Ecco perché appare strano vedere ora il Presidente del Consiglio lanciare il guanto di sfida alla magistratura italiana – quella, cosiddetta, politicizzata – in un impeto di berlusconismo. È l’evidente segno di una sofferenza cresciuta nell’ultimo mese: prima il caso Santanché, poi quello Delmastro tornato in auge, infine quello che riguarda il figlio di Ignazio La Russa. Meloni si sente all’angolo e contrattacca: siamo accerchiati, vogliono farci cadere. Accuse talmente rumorose che rischiano di spostare l’attenzione e di offuscare il discorso, nel merito, sul dossier riforma della giustizia che è nelle mani del Ministro Carlo Nordio.

Mattarella vigile

Insomma, questo berlusconismo di ritorno difficilmente potrà piacere a Bruxelles.

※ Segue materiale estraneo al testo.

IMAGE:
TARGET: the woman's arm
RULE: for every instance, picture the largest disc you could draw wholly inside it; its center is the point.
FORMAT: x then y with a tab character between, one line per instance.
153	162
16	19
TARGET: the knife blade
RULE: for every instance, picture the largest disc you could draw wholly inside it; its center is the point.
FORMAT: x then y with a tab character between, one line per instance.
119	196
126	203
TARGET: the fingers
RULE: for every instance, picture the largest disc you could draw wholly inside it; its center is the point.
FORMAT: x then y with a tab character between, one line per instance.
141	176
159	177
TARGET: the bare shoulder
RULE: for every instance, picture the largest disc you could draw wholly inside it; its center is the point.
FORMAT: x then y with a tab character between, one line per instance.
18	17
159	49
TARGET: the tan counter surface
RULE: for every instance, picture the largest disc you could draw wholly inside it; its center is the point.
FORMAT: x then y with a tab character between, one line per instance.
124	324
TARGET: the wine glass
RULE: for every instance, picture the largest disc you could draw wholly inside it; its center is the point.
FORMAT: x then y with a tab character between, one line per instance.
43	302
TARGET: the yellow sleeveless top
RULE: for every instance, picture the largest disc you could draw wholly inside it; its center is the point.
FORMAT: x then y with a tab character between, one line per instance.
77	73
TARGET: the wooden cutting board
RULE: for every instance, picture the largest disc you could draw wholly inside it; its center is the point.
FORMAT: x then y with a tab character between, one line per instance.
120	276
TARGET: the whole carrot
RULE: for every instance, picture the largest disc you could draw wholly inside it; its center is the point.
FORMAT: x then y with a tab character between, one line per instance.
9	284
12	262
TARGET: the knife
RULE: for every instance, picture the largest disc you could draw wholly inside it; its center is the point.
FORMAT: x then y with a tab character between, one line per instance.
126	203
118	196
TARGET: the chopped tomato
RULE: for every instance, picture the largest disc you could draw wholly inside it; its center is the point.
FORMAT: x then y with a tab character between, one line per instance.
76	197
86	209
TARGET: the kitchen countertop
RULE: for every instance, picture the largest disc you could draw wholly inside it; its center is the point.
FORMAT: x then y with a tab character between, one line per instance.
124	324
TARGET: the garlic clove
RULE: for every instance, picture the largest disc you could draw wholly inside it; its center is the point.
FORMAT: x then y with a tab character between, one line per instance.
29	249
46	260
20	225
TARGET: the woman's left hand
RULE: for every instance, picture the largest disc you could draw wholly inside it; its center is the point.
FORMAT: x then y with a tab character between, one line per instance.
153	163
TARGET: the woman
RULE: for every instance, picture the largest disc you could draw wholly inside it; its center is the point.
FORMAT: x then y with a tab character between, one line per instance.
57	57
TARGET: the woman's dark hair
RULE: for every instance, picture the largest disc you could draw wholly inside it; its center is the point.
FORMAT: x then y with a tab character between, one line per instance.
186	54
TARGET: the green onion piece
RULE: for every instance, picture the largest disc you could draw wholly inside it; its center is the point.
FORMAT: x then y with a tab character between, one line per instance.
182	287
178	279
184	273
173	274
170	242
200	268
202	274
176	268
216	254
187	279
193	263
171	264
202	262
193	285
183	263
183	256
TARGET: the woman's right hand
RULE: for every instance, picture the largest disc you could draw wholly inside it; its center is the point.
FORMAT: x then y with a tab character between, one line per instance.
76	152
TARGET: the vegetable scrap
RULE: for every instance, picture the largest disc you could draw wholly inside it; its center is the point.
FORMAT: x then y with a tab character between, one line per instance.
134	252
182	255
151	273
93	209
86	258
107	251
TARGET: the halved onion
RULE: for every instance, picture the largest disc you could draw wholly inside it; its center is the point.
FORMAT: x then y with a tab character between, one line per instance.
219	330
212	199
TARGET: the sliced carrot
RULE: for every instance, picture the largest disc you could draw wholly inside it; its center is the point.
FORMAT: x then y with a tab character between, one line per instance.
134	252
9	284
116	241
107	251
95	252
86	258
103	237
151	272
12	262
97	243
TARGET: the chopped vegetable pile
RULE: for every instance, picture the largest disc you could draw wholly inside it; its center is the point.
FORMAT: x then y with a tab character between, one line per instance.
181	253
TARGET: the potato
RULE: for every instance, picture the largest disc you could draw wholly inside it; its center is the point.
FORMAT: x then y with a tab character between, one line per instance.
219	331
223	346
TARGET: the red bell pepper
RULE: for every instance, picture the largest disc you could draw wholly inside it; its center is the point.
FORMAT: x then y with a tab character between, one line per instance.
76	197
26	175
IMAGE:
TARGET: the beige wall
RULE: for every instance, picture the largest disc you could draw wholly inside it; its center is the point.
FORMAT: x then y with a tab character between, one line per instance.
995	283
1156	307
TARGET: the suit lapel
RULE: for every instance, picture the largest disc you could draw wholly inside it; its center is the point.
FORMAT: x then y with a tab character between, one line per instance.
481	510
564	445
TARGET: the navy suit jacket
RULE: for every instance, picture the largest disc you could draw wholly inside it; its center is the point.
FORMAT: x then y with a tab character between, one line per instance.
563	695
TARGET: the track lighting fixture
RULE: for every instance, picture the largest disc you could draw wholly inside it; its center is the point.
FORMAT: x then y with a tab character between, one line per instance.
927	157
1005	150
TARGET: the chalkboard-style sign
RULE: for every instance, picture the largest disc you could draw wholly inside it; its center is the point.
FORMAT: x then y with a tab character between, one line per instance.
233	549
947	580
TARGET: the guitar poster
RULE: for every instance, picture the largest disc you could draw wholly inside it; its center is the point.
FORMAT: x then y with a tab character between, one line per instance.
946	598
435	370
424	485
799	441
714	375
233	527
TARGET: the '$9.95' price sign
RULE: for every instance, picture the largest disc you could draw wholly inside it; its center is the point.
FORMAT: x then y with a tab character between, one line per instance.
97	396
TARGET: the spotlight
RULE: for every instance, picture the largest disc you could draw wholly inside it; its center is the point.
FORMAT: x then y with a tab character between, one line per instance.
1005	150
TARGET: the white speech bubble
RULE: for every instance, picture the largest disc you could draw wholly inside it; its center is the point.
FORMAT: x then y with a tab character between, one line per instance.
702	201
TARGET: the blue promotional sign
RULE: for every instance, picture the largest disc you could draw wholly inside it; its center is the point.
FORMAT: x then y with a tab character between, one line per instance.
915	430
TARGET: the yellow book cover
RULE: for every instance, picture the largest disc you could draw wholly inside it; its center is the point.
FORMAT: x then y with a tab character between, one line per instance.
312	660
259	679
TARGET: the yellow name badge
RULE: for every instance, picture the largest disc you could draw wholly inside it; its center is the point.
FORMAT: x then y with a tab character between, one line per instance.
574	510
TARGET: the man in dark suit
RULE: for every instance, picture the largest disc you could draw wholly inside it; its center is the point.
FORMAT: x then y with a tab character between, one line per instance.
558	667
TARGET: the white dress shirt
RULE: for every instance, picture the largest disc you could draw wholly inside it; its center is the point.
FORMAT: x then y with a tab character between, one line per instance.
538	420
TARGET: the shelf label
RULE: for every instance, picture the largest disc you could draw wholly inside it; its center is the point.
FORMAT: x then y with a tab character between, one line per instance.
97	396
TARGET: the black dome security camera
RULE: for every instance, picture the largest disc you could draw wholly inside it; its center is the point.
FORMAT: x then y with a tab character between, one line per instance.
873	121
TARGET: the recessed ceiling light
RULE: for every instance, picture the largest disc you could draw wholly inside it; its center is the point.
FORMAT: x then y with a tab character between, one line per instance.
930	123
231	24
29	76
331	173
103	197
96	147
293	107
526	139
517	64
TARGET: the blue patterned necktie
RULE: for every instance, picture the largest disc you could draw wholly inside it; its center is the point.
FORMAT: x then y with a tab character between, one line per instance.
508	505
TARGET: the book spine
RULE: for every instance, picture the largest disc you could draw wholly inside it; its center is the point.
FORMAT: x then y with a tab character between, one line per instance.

E nemmeno alla presidenza della Repubblica che, fortuna, riporta il piano del discorso sul merito passando al lucernino il contenuto della riforma della giustizia preparata dal governo Meloni. Fugato ogni dubbio di incostituzionalità: il testo scritto – che da via Arenula tengono a dire che è ancora suscettibile di modifiche – è coerente con il dettato costituzionale. Il Presidente Sergio Mattarella, quindi, riportano fonti quirinalizie, firmerà per dovere d’ufficio l’autorizzazione a presentare alle camere il Ddl. Non è un decreto, ma un disegno di legge. Ergo, non entrerà in vigore ipso iure ma solo – ed eventualmente – in seno all’iter parlamentare previsto per legge.

I dubbi

Sempre fonti della presidenza della Repubblica, però, fanno sapere che ci sarebbero almeno due grossi punti interrogativi nella mente del capo dello Stato. Il primo è legato al passaggio della legge che fa sparire l’abuso d’ufficio, l’altro è quello che riduce in modo drastico la portata del traffico d’influenze.

Mediazione in corso

Ecco allora che Sergio Mattarella, oltre a vigiliare, fa da mediatore. Il Presidente della Repubblica, infatti, ha ricevuto al Quirinale la dottoressa Margherita Cassano, Prima Presidente della Corte di Cassazione e il dottor Luigi Salvato, Procuratore Generale della Corte di Cassazione. Un evento non casuale ma che, nel solco attuale, è da intendersi come un tentativo di riportare il discorso sulla giustizia nei ranghi istituzionali e di merito. Necessario visto il recente strabordare di polemiche, contro polemiche, e nostalgici sussulti di berlusconismo. L’obiettivo del Quirinale è chiaro: non solo assicurare che in Parlamento approdi una legge costituzionalmente coerente, ma anche far sì che l’iter legis parti in un clima rasserenato rispetto a quello delle ultime settimane. Altrimenti c’è il rischio che la discussione in aula diventi il pretesto per alimentare ulteriori fiamme. Allontanando, ancora di più, la discussione sulla giustizia dal merito della riforma.